There is no privacy on social media. So, don’t criticise your company, boss or co-workers on social media platforms. Be mindful that your co-workers, clients and boss will most likely see what you post on social media and be careful about the photos you share. When bosses employ people, they always check out their social media sites to see what kind of person they are. Employers are more likely not to hire the person who drunkenly dances on the tables in every photo, moans about their life nonstop or openly criticises others.


While this approach has some merit in extreme cases, if you have an issue, discuss it directly with your manager. Even the difficult conversation about something you are upset about is worth airing, your manager will respect you for bringing it to the table. If you don’t, you will lose the trust and respect of your manager – the one person who can either help or ruin your career.


Negativity is contagious and can affect others in the workplace. Be aware of when you are being too negative and ask yourself why this is taking place. Work on pulling yourself out of a cycle of negativity because if you don’t, it can hurt your chances of a promotion. Employers are looking for employees who are positive, enthusiastic and who have a good attitude. When you moan all the time, they believe your negativity could affect others and they are less likely to promote you.

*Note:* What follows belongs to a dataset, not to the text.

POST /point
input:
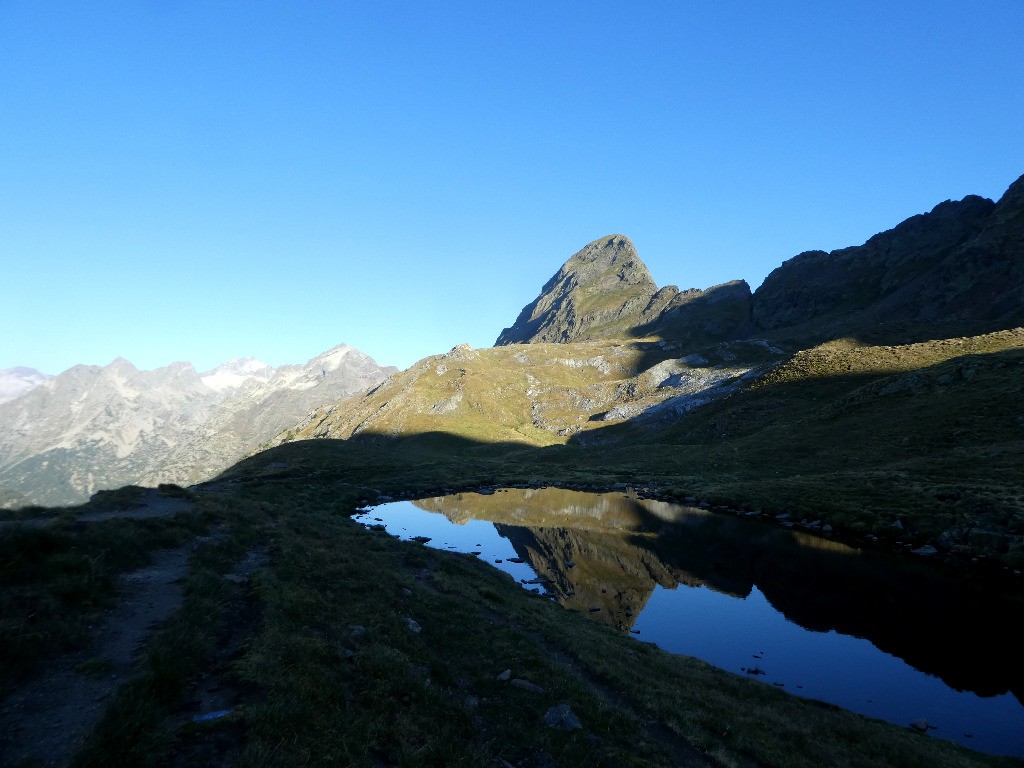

A smart boss will know the ins and outs of who is doing what in the office, so when you take credit for others’ work without acknowledging the person/s who actually did the work, you are undermining your own credibility. You will also not earn the respect of your co-workers who are important, especially if your company does peer review performance evaluations.


Do not ever publicly or privately put someone else down, whether you feel they deserve it or not. Employers are looking for individuals who can resolve issues maturely. If you demean people, it means you cannot be trusted or respected, which are two very important qualities in are valued in employees.


Always put your company first. If you hear a negative rumour about your firm or manager, take it to your boss. If another company tries to poach you, be honest with your manager about the approach and seek their advice. If you have an employee who is bad mouthing the company and it is affecting the business’ reputation, speak to them about it or bring it to your manager’s attention. Remember, never to close a door behind you when you leave, you want to do so on good terms to keep your reputation in tact.